万葉集16-3838の事負乃牛(ことひのうし)を牡牛(オス牛)と理解することが万葉時代からの常識とすれば、特牛港で飼育、販売される特牛牛はこの時代には中央にまで使役され有名であった証しとなる。他に、巻9-1780番に牡牛(ことひうし)が見える。巻16-3886番は単に牛とある。
参考
原文: 吾妹兒之 額尓生 雙六乃 事負乃牛之 倉上之瘡
訓読: 我妹子が額(ひたひ)に生(お)ふる双六の牡(ことひの)牛(うし)の鞍(くら)上(へ)の瘡(かさ)
訳: 私の愛しい妻の額の二つの、双六の勝負に負けた形の牛の、牡牛の倉の、鞍の上の瘡
訓読: 我妹子が額(ひたひ)に生(お)ふる双六の牡(ことひの)牛(うし)の鞍(くら)上(へ)の瘡(かさ)

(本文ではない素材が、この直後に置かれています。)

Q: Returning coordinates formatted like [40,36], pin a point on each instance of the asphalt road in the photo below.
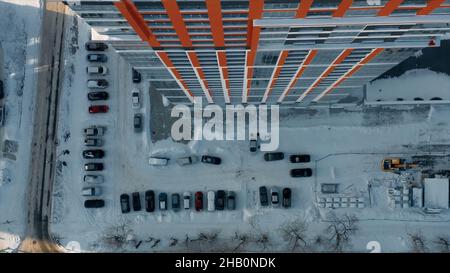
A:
[43,148]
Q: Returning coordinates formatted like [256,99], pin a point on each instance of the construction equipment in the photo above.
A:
[396,165]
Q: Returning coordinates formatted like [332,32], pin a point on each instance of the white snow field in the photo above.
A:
[20,22]
[346,147]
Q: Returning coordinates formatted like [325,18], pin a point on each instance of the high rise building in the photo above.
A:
[265,51]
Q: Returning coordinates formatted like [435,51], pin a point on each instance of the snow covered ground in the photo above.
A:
[346,146]
[19,39]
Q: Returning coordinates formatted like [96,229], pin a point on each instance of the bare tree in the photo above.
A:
[295,234]
[418,242]
[340,230]
[443,242]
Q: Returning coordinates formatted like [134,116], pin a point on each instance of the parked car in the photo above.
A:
[300,158]
[95,46]
[263,196]
[91,191]
[96,70]
[101,95]
[231,200]
[137,122]
[136,98]
[188,160]
[136,201]
[2,90]
[175,201]
[220,200]
[306,172]
[93,154]
[199,201]
[102,58]
[94,131]
[158,161]
[150,201]
[98,83]
[136,76]
[94,109]
[93,142]
[125,203]
[211,201]
[2,115]
[186,200]
[93,166]
[211,160]
[94,203]
[274,196]
[287,197]
[273,156]
[163,201]
[93,178]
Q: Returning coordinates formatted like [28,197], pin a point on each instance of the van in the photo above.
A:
[211,200]
[96,70]
[158,161]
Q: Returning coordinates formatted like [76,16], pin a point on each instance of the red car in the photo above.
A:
[98,109]
[198,201]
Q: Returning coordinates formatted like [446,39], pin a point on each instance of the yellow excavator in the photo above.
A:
[396,165]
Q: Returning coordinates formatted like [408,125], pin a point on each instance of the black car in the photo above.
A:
[273,156]
[220,200]
[94,203]
[136,201]
[93,166]
[125,203]
[136,76]
[263,196]
[101,95]
[175,201]
[211,160]
[95,46]
[93,154]
[231,200]
[150,201]
[286,203]
[306,172]
[163,201]
[300,158]
[102,58]
[137,122]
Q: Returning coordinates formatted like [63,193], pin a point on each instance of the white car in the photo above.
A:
[91,191]
[186,200]
[96,70]
[188,160]
[94,179]
[211,201]
[158,161]
[136,98]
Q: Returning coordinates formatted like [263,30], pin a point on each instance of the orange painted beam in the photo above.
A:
[136,21]
[173,11]
[431,5]
[352,71]
[281,59]
[299,73]
[389,7]
[215,20]
[339,59]
[342,8]
[303,8]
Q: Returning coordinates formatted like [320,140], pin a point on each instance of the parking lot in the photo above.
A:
[126,169]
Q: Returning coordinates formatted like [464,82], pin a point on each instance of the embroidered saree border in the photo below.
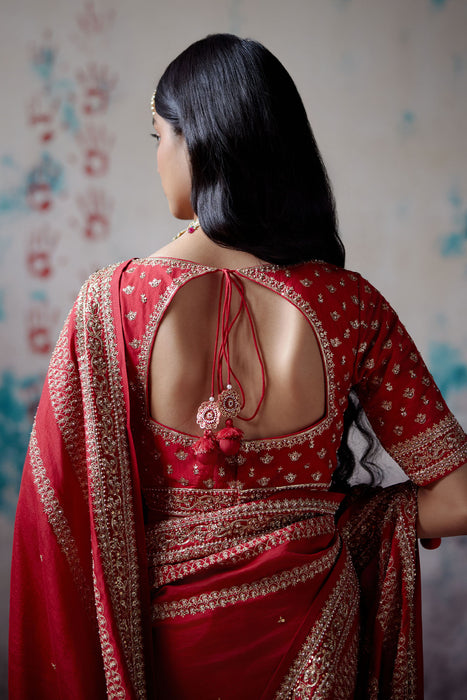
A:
[109,471]
[429,455]
[178,501]
[376,517]
[66,400]
[204,602]
[57,520]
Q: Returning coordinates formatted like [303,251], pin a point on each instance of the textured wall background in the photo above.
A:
[385,85]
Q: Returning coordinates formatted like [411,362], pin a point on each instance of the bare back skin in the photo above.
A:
[183,351]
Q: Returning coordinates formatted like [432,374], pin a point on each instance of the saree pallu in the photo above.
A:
[298,594]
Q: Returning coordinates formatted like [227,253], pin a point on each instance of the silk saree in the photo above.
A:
[139,573]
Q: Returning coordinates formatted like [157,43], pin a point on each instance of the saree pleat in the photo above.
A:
[138,573]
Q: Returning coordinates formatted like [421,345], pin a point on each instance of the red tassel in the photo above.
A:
[205,449]
[229,439]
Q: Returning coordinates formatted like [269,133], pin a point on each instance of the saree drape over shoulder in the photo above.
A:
[139,572]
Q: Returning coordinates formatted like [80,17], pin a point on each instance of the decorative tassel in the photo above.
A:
[205,449]
[229,439]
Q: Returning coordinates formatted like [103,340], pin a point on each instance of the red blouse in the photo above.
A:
[364,346]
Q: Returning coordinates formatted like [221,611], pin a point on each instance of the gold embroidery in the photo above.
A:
[432,453]
[248,591]
[58,521]
[320,670]
[65,397]
[113,680]
[172,565]
[111,488]
[261,275]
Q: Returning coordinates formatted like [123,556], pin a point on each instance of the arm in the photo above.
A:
[442,506]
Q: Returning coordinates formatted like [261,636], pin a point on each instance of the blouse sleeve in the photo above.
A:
[400,397]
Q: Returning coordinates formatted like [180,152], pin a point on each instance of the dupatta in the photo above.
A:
[79,583]
[80,623]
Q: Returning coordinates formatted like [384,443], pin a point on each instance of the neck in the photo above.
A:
[198,248]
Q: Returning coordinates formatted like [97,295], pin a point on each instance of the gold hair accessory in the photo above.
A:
[189,229]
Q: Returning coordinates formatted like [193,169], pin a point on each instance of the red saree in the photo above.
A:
[138,573]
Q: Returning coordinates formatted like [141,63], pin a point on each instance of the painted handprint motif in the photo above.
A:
[43,182]
[96,143]
[97,83]
[41,331]
[39,253]
[42,112]
[93,21]
[96,207]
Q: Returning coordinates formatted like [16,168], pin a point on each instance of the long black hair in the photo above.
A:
[258,181]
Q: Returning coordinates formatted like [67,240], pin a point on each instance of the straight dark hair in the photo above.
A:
[258,181]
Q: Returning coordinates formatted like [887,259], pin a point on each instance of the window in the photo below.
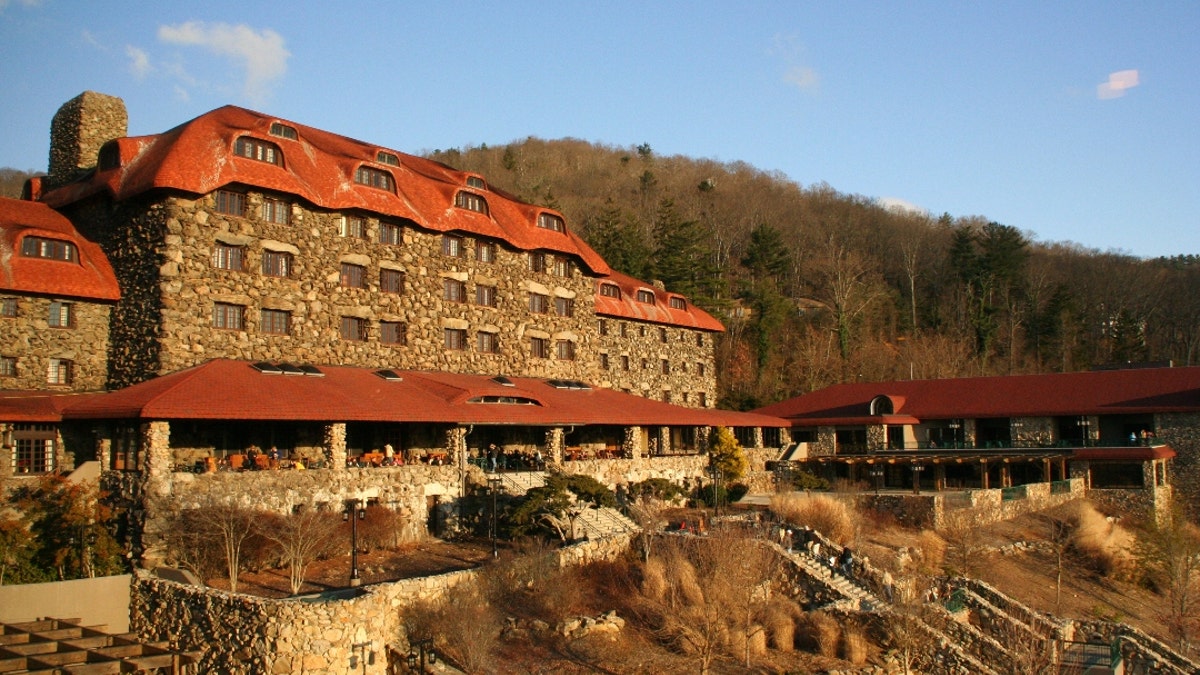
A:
[36,446]
[487,342]
[232,203]
[451,245]
[283,131]
[539,303]
[372,177]
[276,263]
[354,276]
[51,249]
[561,267]
[550,221]
[455,338]
[391,281]
[564,306]
[485,296]
[355,227]
[485,251]
[564,350]
[454,291]
[61,315]
[227,256]
[391,233]
[275,322]
[393,333]
[228,316]
[276,210]
[259,150]
[354,328]
[471,202]
[61,371]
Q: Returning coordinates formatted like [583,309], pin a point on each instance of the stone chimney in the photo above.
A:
[81,126]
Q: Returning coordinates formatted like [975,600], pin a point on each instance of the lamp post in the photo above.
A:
[421,652]
[916,478]
[877,477]
[493,484]
[355,511]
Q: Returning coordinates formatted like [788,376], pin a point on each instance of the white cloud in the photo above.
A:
[139,61]
[261,53]
[1117,84]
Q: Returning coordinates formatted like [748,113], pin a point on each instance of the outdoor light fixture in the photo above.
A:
[355,511]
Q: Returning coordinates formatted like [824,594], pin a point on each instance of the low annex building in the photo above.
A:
[1123,431]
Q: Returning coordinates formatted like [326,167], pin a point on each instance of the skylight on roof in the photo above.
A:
[575,384]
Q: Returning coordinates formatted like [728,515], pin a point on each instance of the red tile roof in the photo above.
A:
[90,276]
[319,167]
[234,389]
[1108,392]
[660,311]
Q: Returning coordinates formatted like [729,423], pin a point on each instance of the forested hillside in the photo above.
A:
[817,287]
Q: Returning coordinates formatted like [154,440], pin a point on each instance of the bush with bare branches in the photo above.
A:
[831,517]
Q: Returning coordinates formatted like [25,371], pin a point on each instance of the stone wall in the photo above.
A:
[315,635]
[30,339]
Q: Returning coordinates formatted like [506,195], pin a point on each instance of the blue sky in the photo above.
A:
[1074,121]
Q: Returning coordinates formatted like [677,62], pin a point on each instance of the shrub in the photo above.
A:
[825,514]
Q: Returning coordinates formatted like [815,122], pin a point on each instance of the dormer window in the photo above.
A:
[471,202]
[49,249]
[550,221]
[373,178]
[258,150]
[285,131]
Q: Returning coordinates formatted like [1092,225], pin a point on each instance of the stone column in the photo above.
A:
[157,463]
[556,440]
[633,442]
[335,446]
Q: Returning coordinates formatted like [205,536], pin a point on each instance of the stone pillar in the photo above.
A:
[556,440]
[335,446]
[157,464]
[633,442]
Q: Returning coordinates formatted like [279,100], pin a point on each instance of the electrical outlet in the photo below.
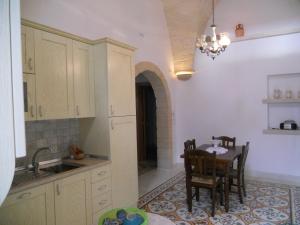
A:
[53,148]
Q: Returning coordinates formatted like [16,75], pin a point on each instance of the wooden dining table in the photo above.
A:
[223,163]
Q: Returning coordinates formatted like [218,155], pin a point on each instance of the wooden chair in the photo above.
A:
[226,141]
[239,173]
[200,167]
[190,144]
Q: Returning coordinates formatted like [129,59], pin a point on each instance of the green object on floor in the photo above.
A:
[112,214]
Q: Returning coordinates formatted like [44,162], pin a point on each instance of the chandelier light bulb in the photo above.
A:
[213,45]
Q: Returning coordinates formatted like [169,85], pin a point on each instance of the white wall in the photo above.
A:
[225,97]
[260,17]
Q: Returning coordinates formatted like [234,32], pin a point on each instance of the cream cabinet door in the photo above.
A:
[54,76]
[84,94]
[121,82]
[73,200]
[124,161]
[28,49]
[34,206]
[29,97]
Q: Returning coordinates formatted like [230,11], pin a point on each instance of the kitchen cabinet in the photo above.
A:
[54,76]
[84,96]
[121,81]
[29,97]
[124,164]
[101,192]
[34,206]
[113,132]
[73,200]
[28,59]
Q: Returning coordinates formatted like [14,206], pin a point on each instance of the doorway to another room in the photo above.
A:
[146,125]
[159,166]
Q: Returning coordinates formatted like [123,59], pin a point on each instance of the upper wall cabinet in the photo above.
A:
[28,50]
[84,96]
[29,96]
[54,76]
[121,81]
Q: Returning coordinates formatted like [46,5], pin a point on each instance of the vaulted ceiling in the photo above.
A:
[185,20]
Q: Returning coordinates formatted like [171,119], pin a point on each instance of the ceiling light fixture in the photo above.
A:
[213,45]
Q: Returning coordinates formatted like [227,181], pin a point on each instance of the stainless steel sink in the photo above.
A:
[28,175]
[59,168]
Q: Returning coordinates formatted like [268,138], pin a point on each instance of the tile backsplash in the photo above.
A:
[58,134]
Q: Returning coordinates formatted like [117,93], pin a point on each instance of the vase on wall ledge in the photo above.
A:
[277,93]
[288,94]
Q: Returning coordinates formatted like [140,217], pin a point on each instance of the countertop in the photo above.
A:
[87,164]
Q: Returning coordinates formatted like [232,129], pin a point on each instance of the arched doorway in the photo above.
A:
[155,77]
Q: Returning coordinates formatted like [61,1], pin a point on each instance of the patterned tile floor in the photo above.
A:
[265,204]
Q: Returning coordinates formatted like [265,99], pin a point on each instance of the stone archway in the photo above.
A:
[163,112]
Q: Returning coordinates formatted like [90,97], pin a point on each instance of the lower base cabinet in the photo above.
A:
[78,200]
[31,207]
[72,200]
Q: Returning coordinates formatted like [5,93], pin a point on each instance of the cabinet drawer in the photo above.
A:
[100,187]
[97,215]
[101,201]
[100,173]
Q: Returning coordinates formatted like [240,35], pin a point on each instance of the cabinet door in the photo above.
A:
[84,96]
[34,206]
[54,76]
[121,82]
[124,161]
[29,97]
[73,200]
[28,49]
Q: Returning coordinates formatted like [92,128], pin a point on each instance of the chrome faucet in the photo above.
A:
[35,164]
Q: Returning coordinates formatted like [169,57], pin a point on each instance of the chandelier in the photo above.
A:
[213,45]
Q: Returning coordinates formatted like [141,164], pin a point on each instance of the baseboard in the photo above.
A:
[272,177]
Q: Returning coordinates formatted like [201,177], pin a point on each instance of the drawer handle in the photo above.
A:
[30,64]
[101,188]
[112,112]
[77,110]
[57,190]
[24,195]
[40,111]
[103,202]
[102,173]
[31,111]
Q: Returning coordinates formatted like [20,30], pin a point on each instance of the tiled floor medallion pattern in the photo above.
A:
[265,204]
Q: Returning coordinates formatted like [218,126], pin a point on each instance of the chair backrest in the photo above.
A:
[242,162]
[226,141]
[200,163]
[190,144]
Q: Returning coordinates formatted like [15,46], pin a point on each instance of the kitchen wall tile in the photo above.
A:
[58,133]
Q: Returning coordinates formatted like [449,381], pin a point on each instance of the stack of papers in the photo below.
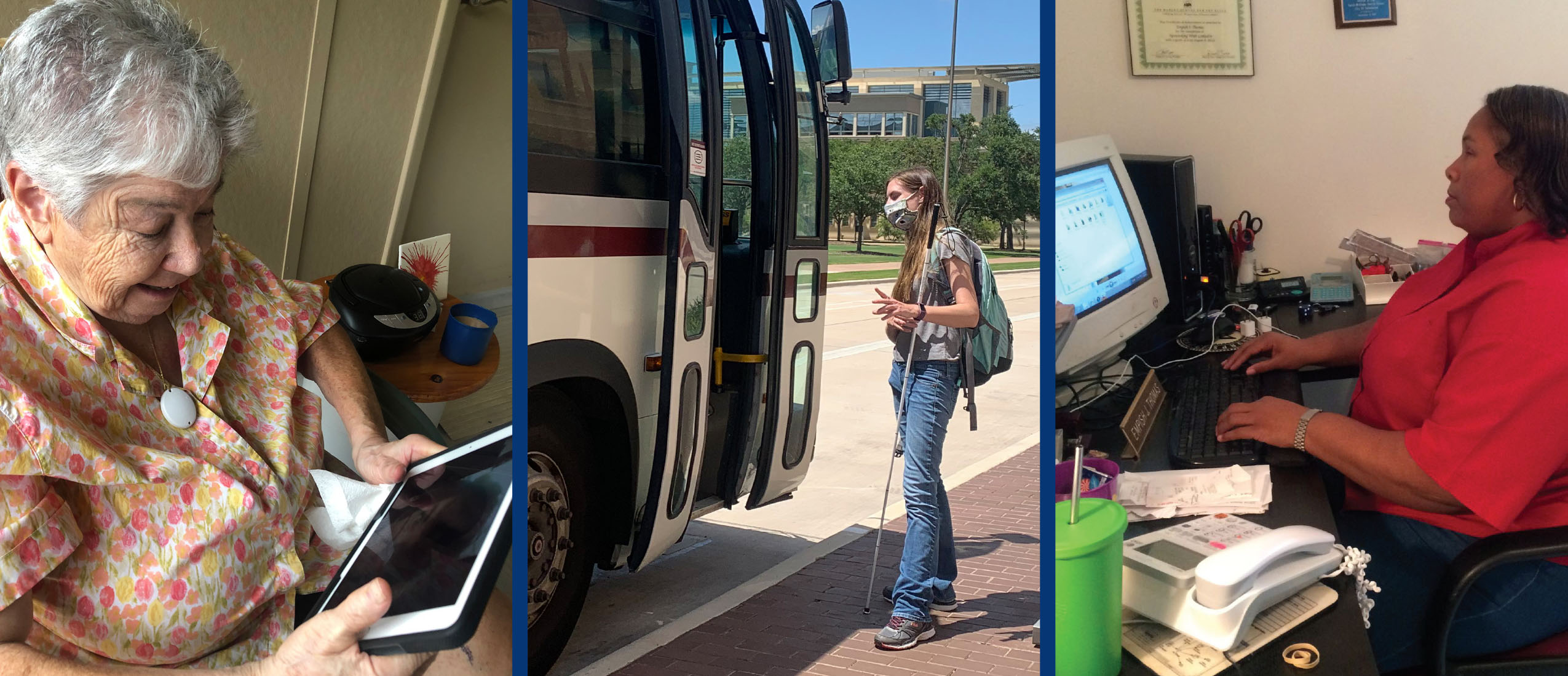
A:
[1235,490]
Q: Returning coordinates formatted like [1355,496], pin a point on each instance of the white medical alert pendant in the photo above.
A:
[178,407]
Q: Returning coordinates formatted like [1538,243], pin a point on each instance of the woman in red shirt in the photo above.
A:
[1454,427]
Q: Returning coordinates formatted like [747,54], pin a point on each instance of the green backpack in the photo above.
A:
[988,347]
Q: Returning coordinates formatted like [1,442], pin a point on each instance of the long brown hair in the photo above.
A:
[922,183]
[1535,121]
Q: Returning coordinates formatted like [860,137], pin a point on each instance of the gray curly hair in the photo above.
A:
[93,92]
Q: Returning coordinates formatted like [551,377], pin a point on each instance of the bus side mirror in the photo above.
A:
[831,38]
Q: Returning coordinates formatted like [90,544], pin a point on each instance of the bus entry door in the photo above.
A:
[800,264]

訳: 私の愛しい妻の額の二つの、双六の勝負に負けた形の牛の、牡牛の倉の、鞍の上の瘡
注:
無心所著謌二首
標訓 心の著(つ)く所無き謌二首(3838と3839)
万葉集巻9-1780番では、「牡牛の」の「ことひうし」(牡牛)は、重い荷物を背負うことのできる、強健な雄牛。その「ことひうし」が貢ぎ物を屯倉(みやけ)に運ぶことから、地名の「三宅」に掛かる枕詞となっている(参考)。